As an econometrician I cannot believe how many times he said 'magic'. There is something very wrong when you put things in your model 'because, who knows, it might be helpful' (like he did with host names). Variable selection is a very hard problem and using 'magic' is asking for problems. It is so disappointing to see machine learning, statistics, econometrics deal with similar problems and fail to learn from one another.
I understand this is a toy project, but he is put in a position in which he educates people how to use these methods and gives the wrong impression. The next guy might use this flawed logic while creating a tool for disease prevalence prediction.

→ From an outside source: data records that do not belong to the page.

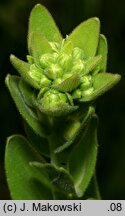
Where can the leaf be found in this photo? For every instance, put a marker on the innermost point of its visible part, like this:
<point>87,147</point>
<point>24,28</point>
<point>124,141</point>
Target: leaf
<point>73,139</point>
<point>38,46</point>
<point>27,113</point>
<point>27,92</point>
<point>25,183</point>
<point>39,143</point>
<point>92,63</point>
<point>68,84</point>
<point>23,68</point>
<point>59,177</point>
<point>86,36</point>
<point>103,51</point>
<point>102,82</point>
<point>92,190</point>
<point>42,22</point>
<point>82,159</point>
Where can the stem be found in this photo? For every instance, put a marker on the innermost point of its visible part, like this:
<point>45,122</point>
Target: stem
<point>53,143</point>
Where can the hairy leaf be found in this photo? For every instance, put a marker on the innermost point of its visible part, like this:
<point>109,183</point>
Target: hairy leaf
<point>25,183</point>
<point>27,113</point>
<point>86,36</point>
<point>82,159</point>
<point>42,22</point>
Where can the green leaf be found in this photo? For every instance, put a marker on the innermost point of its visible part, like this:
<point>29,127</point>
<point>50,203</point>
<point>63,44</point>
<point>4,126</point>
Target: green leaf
<point>82,159</point>
<point>38,46</point>
<point>60,178</point>
<point>102,82</point>
<point>103,51</point>
<point>86,36</point>
<point>77,134</point>
<point>25,183</point>
<point>92,63</point>
<point>27,113</point>
<point>92,190</point>
<point>42,22</point>
<point>39,143</point>
<point>27,92</point>
<point>23,68</point>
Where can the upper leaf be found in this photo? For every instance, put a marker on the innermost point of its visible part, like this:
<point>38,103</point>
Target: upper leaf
<point>25,183</point>
<point>103,51</point>
<point>38,46</point>
<point>42,22</point>
<point>28,114</point>
<point>86,36</point>
<point>102,82</point>
<point>23,68</point>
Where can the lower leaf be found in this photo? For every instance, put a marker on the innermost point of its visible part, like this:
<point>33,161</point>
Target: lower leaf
<point>25,183</point>
<point>82,159</point>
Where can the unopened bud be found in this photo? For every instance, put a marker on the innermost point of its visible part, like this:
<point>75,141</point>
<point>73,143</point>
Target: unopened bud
<point>35,73</point>
<point>47,59</point>
<point>86,82</point>
<point>72,129</point>
<point>78,54</point>
<point>30,59</point>
<point>77,94</point>
<point>78,67</point>
<point>53,99</point>
<point>87,92</point>
<point>53,71</point>
<point>55,46</point>
<point>45,82</point>
<point>65,61</point>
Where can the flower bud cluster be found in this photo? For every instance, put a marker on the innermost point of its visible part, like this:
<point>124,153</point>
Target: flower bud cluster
<point>56,75</point>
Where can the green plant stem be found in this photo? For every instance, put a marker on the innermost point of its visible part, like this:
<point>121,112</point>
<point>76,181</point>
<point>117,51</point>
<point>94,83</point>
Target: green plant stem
<point>53,142</point>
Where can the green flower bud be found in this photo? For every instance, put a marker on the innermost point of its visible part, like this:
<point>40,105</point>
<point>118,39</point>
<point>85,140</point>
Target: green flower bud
<point>77,94</point>
<point>30,59</point>
<point>55,46</point>
<point>86,82</point>
<point>78,54</point>
<point>53,99</point>
<point>65,61</point>
<point>67,75</point>
<point>53,71</point>
<point>78,67</point>
<point>88,92</point>
<point>45,82</point>
<point>47,59</point>
<point>35,73</point>
<point>57,81</point>
<point>72,129</point>
<point>42,92</point>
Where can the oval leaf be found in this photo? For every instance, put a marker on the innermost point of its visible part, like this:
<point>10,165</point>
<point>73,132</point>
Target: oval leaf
<point>75,136</point>
<point>59,177</point>
<point>27,113</point>
<point>103,51</point>
<point>23,180</point>
<point>102,82</point>
<point>42,22</point>
<point>23,68</point>
<point>38,46</point>
<point>39,143</point>
<point>82,159</point>
<point>86,36</point>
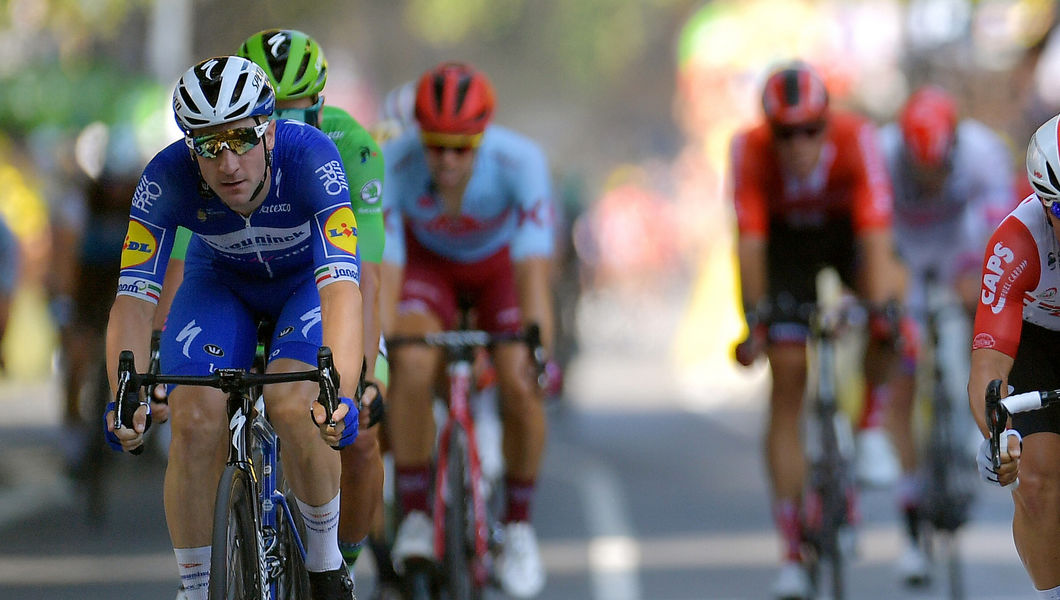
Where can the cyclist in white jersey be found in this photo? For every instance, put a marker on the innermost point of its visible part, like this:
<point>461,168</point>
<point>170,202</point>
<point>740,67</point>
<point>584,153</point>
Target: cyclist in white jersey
<point>1017,334</point>
<point>953,183</point>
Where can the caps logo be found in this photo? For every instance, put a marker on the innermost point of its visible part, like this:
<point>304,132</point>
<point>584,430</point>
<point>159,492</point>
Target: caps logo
<point>340,230</point>
<point>140,245</point>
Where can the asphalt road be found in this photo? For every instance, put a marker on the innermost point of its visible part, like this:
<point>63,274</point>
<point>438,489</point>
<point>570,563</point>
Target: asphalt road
<point>651,490</point>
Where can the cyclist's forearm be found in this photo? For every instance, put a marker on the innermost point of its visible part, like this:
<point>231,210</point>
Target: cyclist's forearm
<point>881,274</point>
<point>986,366</point>
<point>128,329</point>
<point>370,310</point>
<point>535,296</point>
<point>751,254</point>
<point>341,331</point>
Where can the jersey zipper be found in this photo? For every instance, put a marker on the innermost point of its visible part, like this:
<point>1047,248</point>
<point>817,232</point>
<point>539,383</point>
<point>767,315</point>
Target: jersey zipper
<point>258,251</point>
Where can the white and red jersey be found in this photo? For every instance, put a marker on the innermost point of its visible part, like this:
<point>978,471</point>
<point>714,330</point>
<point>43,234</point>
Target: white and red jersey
<point>943,231</point>
<point>850,180</point>
<point>1021,279</point>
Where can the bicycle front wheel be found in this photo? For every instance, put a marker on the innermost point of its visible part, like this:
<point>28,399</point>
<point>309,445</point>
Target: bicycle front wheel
<point>459,528</point>
<point>235,568</point>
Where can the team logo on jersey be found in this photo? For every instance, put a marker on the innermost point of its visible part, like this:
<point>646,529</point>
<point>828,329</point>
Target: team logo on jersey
<point>339,231</point>
<point>371,192</point>
<point>140,245</point>
<point>333,178</point>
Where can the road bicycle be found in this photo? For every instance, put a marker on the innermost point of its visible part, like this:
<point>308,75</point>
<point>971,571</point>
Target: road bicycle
<point>258,549</point>
<point>463,526</point>
<point>830,490</point>
<point>948,468</point>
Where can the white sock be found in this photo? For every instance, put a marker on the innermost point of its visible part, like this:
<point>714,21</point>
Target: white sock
<point>1049,594</point>
<point>194,567</point>
<point>321,535</point>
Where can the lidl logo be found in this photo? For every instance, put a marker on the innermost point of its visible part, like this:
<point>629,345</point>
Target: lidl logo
<point>140,245</point>
<point>340,230</point>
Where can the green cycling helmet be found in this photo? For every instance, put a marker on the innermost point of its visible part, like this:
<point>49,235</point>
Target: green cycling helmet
<point>293,60</point>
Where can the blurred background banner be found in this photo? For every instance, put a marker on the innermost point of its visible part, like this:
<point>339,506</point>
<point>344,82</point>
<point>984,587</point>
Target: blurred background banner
<point>634,101</point>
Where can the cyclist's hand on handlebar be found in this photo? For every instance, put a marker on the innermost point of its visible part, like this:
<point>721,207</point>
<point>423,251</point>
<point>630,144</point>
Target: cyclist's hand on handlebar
<point>126,438</point>
<point>1010,450</point>
<point>752,347</point>
<point>346,418</point>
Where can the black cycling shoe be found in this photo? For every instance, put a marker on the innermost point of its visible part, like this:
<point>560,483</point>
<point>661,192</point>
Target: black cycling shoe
<point>332,585</point>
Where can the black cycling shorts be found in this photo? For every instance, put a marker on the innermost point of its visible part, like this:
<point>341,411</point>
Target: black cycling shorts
<point>1036,368</point>
<point>794,258</point>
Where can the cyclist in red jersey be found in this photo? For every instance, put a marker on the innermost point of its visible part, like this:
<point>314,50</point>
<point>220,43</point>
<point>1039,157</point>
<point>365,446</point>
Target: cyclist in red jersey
<point>1016,335</point>
<point>811,191</point>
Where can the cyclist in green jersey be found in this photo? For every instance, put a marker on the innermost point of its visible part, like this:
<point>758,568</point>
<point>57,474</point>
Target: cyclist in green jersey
<point>297,68</point>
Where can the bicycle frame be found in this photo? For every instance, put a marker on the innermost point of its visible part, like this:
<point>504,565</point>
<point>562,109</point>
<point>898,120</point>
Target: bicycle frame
<point>235,384</point>
<point>459,412</point>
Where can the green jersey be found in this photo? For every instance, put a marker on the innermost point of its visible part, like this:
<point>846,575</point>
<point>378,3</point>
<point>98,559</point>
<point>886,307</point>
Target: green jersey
<point>363,162</point>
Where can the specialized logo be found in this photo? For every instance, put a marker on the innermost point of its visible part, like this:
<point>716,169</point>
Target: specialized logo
<point>310,318</point>
<point>146,193</point>
<point>187,335</point>
<point>140,245</point>
<point>333,178</point>
<point>371,192</point>
<point>340,230</point>
<point>140,287</point>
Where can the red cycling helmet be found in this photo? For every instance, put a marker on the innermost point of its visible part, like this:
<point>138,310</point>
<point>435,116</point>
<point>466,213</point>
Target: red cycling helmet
<point>795,94</point>
<point>929,123</point>
<point>454,103</point>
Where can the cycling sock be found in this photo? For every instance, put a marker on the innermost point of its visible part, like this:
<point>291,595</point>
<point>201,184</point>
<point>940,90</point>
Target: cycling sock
<point>1053,594</point>
<point>193,564</point>
<point>519,496</point>
<point>908,503</point>
<point>413,487</point>
<point>351,551</point>
<point>785,514</point>
<point>321,535</point>
<point>876,404</point>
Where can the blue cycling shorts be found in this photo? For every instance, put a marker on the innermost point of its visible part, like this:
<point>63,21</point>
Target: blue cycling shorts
<point>213,322</point>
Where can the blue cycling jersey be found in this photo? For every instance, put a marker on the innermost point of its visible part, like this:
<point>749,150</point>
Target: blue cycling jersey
<point>508,200</point>
<point>304,224</point>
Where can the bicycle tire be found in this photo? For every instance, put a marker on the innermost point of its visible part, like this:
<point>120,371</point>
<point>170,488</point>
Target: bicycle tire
<point>294,580</point>
<point>235,566</point>
<point>459,534</point>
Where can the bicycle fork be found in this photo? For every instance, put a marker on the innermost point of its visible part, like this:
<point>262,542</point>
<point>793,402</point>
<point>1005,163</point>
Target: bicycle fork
<point>460,376</point>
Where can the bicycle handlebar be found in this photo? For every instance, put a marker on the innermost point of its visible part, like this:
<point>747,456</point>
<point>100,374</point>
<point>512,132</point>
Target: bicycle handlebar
<point>999,409</point>
<point>129,382</point>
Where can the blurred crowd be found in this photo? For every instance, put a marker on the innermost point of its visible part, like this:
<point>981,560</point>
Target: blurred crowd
<point>658,225</point>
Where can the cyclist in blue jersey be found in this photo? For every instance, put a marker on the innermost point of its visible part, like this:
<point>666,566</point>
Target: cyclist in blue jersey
<point>469,215</point>
<point>297,68</point>
<point>275,239</point>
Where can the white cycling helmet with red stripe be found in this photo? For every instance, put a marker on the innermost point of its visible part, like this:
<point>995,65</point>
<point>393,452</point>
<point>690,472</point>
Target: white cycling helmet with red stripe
<point>1043,164</point>
<point>795,94</point>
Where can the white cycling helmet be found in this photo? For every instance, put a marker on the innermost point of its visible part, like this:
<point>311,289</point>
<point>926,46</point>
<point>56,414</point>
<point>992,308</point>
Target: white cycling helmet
<point>222,90</point>
<point>1043,163</point>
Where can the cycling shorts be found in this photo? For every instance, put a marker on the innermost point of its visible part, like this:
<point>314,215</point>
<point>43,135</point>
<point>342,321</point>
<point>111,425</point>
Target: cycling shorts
<point>1036,368</point>
<point>434,283</point>
<point>793,260</point>
<point>213,322</point>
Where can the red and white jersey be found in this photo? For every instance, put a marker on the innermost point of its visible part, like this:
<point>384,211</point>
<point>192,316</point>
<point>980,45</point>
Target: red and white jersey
<point>850,180</point>
<point>1020,279</point>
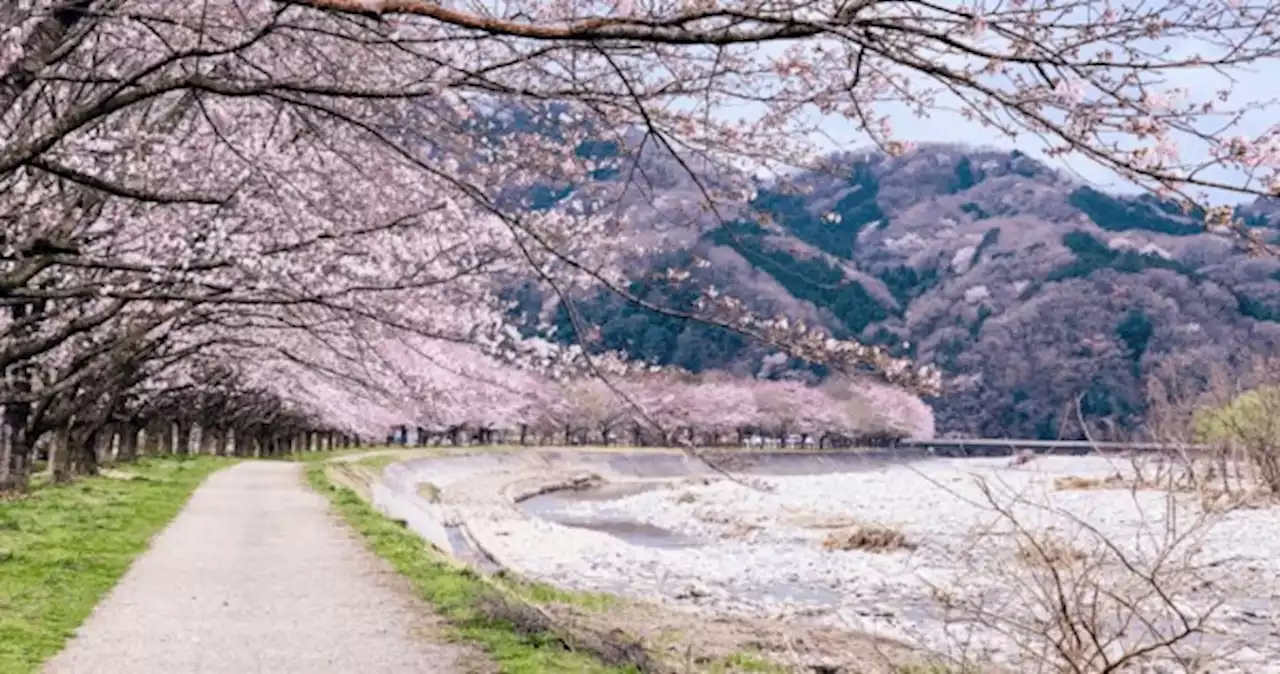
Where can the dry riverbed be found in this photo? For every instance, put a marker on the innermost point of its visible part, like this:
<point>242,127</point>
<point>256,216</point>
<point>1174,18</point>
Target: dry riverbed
<point>835,569</point>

To be fair he did explain that he thought that the host name might be indicative of whether or not it would be druck. If he knew exactly how that was the case (and if it was already known that it did have effect), why bother with machine learning? Just write an explicit scoring mechanism.
It did seem to me that this was an interpretation that he came up with after he tired many different pipelines and "flipped all the switches". There are many sources of randomness that warrant using statistical methods. But it feels strange to me to see people use these tools without giving much thought to parameter stability, parameter significance, causality, model selection in general.
That's exactly the recent criticism of 'big data': engineers and others getting correlations they don't understand from all the data they can collect, and attempting to use them for who knows what.
The presentation did a wonderful job of providing a high level introduction into the idea of machine learning but anyone that's strongly interested in ML should pick up some of the books he mentioned.